The Trump administration may be about to slap tariffs of up to 25% on an additional 200 billion dollars (£155 billion) of Chinese goods.
The move would escalate a confrontation between the world's two biggest economies and likely affect US companies which import everything from handbags to bicycle tyres.
The US government could decide to begin taxing the imports - equal to nearly 40% of all the goods China sold the United States last year - following a public consultation period which ends on Thursday.
China said it is ready to impose retaliatory tariffs on 60 billion dollars' worth (£46 billion) of US goods if that happens.
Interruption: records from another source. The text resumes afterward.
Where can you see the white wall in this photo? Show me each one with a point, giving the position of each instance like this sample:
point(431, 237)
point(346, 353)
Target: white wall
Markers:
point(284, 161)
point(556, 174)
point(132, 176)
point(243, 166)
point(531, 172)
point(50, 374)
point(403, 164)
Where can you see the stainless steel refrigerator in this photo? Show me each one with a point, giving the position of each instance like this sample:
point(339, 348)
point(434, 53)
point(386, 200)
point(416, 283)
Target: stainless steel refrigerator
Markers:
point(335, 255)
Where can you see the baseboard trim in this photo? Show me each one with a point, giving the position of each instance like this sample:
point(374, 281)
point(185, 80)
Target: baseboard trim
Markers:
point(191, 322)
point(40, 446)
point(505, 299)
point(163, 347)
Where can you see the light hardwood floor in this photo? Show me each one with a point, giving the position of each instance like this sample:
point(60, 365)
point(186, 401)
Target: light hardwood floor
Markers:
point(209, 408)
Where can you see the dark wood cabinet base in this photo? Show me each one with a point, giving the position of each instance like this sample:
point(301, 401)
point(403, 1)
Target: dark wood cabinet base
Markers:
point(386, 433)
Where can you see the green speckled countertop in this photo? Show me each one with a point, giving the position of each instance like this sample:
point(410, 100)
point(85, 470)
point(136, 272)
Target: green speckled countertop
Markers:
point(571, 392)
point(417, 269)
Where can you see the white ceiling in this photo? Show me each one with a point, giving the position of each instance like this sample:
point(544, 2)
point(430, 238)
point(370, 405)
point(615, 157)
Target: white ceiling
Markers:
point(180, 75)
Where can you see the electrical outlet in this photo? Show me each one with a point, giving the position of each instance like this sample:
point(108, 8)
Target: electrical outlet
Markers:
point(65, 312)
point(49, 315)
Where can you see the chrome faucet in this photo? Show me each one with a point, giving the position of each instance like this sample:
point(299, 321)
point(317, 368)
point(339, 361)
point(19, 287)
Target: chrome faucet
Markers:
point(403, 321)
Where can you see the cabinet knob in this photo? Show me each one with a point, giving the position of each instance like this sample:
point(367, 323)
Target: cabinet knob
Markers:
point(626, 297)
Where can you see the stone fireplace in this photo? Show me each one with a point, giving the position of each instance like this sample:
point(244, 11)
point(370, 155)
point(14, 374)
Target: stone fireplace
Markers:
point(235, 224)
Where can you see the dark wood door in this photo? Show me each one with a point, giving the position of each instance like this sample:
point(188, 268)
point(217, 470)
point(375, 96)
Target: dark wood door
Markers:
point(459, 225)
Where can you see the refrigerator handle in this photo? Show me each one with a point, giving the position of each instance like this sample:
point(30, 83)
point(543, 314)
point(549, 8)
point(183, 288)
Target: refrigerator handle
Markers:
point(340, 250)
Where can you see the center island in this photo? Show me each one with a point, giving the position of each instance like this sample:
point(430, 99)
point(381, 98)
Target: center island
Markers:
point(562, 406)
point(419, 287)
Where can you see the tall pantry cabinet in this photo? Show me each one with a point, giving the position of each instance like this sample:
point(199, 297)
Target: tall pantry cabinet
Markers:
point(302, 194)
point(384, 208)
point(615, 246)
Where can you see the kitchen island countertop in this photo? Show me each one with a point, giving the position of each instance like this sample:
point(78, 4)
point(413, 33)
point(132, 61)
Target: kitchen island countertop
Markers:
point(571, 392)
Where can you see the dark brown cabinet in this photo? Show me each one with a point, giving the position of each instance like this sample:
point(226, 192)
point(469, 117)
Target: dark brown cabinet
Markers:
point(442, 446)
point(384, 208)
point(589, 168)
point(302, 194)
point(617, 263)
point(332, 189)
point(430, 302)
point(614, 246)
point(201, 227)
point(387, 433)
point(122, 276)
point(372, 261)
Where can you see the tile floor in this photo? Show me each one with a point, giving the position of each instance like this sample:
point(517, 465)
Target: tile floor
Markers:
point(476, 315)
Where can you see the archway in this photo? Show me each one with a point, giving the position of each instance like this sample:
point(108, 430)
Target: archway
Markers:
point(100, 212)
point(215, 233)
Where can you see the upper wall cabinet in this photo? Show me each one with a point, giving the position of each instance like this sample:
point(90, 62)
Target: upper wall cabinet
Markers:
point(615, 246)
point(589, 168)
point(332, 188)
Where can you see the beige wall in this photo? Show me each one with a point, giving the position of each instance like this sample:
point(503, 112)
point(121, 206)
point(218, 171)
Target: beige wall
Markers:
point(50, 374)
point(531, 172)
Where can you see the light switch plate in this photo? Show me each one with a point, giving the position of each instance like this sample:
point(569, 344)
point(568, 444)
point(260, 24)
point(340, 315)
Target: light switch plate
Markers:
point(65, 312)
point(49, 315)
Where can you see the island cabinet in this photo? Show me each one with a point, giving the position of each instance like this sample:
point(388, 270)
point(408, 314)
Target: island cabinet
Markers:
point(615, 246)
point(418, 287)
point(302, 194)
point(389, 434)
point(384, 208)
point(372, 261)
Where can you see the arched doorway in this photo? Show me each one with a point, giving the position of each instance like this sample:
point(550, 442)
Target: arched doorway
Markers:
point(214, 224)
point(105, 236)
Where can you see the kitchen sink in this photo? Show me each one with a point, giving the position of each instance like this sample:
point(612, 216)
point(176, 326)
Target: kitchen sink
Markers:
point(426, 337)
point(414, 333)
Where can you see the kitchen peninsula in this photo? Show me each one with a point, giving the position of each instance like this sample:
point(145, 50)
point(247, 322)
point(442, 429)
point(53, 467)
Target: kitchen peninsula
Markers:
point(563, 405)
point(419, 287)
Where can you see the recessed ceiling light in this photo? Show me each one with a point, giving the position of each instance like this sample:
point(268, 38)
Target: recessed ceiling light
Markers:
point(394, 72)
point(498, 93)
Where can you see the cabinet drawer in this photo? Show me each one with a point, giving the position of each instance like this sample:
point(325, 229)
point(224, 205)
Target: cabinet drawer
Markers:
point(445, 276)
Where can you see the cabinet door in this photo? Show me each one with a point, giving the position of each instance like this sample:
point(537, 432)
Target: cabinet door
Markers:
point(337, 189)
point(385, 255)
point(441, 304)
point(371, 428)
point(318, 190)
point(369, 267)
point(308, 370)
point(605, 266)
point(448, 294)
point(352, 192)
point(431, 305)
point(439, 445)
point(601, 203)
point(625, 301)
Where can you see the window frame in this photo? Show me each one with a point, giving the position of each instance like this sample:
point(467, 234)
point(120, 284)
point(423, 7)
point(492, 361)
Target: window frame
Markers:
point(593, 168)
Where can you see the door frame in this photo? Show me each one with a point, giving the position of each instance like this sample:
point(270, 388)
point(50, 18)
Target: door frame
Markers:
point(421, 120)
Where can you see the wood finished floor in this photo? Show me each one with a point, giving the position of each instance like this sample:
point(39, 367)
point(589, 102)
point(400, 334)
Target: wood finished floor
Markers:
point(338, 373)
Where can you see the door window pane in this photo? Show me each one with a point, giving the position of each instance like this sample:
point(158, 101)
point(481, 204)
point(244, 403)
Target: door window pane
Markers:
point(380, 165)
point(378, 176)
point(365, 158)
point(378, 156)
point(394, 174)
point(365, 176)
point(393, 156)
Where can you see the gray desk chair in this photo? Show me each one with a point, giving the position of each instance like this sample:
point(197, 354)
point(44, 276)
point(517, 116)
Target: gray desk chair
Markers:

Commerce ministry spokesman Gao Feng said in Beijing: "China will have to take necessary counter-measures if the US side ignores the opposition of the overwhelming majority of its enterprises and adopts new tariff measures."
The US has already imposed tariffs on 50 billion dollars (£38 billion) in Chinese products. Beijing has struck back with tariffs of the same value in American goods. These US goods include soybeans and beef - a direct potshot at supporters of President Donald Trump in the US farm belt.
Mr Trump initiated the trade war to punish Beijing for what it says are China's predatory tactics to try to supplant US technological supremacy.
Those tactics, US trade officials allege, include stealing trade secrets through computer hacking and forcing US companies to hand over technology in exchange for access to the Chinese market.
In the early rounds of the hostilities, the administration targeted Chinese industrial imports to try to spare American consumers from higher import costs. But if Trump adds the 200 billion dollars in Chinese products to the target list, American consumers would likely feel the pinch directly.
China has vowed to hit 60 billion dollars in US products in retaliation.